Three different churches have occupied the site of the Abbey since 757 AD. First, an Anglo-Saxon monastery which was pulled down by the Norman conquerors of England; then a massive Norman cathedral which was begun about 1090 but lay in ruins by late 15th century; and finally, the present Abbey Church, which started in around 1499, as we now know it.
When the Abbey was raised to cathedral status in 1090, it was felt that a larger, more up-to-date building was required. John of Tours planned a new cathedral on a grand scale, dedicated to Saint Peter and Saint Paul, but only the ambulatory was complete when he died in December 1122. Unfortunately, a major fire destroyed the half-finished cathedral in 1137, however work continued under Godfrey, the new bishop, until about 1156 when it was finally complete.
The abbey was stripped of its co-cathedral status in the aftermath of the Dissolution when the cathedral was consolidated in Wells. All of the lead, iron and glass in the building was stripped away and the church was left to decay. It was then sold it to Matthew Colthurst of Wardour Castle in 1543, and his son Edmund Colthurst gave the roofless remains of the building to the corporation of Bath in 1572. The corporation had difficulty finding private funds for its restoration.
In 1574, Queen Elizabeth I promoted the restoration of the church, to serve as the grand parish church of Bath. She ordered that a national fund should be set up to finance the work and in 1583, it was decided that it should become the parish church of Bath.
Major restoration work was carried out by Sir George Gilbert Scott in the 1860s, funded by Charles Kemble. The work included installing a fan vaulting in the nave, which was not a fancy addition but simply a completion of the original design.
History of the Architecture
Bath Abbey is talked about as one of the largest examples of Perpendicular Gothic architecture in the West Country. The interior architecture as we know it is the work of Sir George Gilbert Scott, who from 1864 to 1874, completely transformed the inside of the Abbey to conform with his vision of Victorian Gothic architecture. His most significant contribution is seen as the replacement of the ancient wooden ceiling over the nave with the spectacular stone fan vaulting we see today.
You’ll notice that the West side of Bath Abbey has a unique ladder of Angels. This is because the Bishop of Bath, Oliver King, is said to have had a dream of angels ascending and descending into heaven which inspired the design and which also inspired him to build a new Abbey church – the last great medieval cathedral to have been built in England.
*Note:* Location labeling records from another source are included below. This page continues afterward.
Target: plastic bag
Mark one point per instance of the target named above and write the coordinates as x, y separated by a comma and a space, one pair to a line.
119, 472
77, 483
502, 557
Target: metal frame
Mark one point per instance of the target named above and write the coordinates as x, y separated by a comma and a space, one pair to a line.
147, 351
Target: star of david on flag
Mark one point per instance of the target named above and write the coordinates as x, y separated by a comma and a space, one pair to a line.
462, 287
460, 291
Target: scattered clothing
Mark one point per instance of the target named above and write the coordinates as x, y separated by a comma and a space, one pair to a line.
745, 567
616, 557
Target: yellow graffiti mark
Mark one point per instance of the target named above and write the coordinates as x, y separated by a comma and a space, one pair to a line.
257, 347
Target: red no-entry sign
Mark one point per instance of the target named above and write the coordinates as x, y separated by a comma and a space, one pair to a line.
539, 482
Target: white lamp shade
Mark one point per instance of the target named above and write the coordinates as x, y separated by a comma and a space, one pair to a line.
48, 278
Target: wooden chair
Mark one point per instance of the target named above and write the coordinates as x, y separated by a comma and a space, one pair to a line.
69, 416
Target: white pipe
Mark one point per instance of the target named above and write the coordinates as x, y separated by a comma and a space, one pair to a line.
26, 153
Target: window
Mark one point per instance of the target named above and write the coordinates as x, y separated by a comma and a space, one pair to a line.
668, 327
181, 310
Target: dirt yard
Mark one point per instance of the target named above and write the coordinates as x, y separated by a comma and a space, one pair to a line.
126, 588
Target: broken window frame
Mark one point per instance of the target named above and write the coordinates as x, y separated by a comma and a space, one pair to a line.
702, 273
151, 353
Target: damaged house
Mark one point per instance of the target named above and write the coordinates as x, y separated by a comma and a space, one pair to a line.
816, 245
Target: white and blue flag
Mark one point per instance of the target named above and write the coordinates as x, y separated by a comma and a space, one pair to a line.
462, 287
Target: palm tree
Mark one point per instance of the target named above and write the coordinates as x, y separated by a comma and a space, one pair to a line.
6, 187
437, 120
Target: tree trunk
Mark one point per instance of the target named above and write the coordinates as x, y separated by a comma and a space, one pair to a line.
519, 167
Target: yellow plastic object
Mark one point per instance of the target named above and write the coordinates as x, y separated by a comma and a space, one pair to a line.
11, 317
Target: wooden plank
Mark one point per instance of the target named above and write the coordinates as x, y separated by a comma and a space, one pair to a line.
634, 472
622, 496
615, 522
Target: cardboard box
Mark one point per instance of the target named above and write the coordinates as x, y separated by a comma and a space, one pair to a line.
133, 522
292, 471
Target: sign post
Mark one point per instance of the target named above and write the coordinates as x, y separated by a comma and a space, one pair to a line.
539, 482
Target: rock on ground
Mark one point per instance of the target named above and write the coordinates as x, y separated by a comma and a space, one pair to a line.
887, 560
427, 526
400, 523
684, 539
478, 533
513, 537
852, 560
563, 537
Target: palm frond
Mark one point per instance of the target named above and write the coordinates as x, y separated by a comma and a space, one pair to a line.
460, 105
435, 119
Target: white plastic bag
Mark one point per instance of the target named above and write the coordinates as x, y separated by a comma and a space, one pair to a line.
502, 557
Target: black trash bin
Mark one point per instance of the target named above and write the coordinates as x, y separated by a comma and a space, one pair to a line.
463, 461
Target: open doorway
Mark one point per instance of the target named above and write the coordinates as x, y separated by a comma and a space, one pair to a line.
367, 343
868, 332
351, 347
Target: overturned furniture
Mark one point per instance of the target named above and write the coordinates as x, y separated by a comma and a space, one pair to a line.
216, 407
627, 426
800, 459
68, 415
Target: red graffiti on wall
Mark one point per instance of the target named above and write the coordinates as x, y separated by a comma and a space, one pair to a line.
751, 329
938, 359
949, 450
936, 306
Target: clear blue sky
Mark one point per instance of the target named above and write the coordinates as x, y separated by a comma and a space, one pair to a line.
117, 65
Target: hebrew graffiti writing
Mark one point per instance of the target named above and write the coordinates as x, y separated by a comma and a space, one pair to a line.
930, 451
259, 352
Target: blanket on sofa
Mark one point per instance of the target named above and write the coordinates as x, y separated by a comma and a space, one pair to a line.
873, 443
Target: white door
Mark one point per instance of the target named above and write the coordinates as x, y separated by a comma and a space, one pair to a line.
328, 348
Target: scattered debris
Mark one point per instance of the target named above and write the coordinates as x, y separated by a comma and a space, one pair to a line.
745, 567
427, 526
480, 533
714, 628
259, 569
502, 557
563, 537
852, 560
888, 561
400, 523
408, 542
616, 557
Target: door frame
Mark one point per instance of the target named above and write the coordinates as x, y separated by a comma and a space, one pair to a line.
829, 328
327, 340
The building has 52 windows, occupying about 80 percent of the wall space, giving the interior an impression of lightness and reflecting the different attitudes towards churchmanship shown by the clergy of the time and those of the 12th century. In 2010, a discovery was made as a stained-glass window was uncovered in the abbey vaults.
The 21st Century Abbey – The 2000 Restoration Project
The Bath Abbey 2000 restoration programme was launched in 1991. From then until 2000, six different projects were carried out on the Abbey. This included restoration of the West Front, the cleaning of all the stonework inside and out, and the building of the new Klais organ. In 2008, the latest addition to the Abbey interior arrived, in the form of acoustic quire screens. These are a very welcome addition as quire screens had been planned since the 1860s, to provide a backdrop to the choir stalls and improve the acoustics of the building. These oak screens are beautifully decorated with a frieze of twelve carved angels playing musical instruments.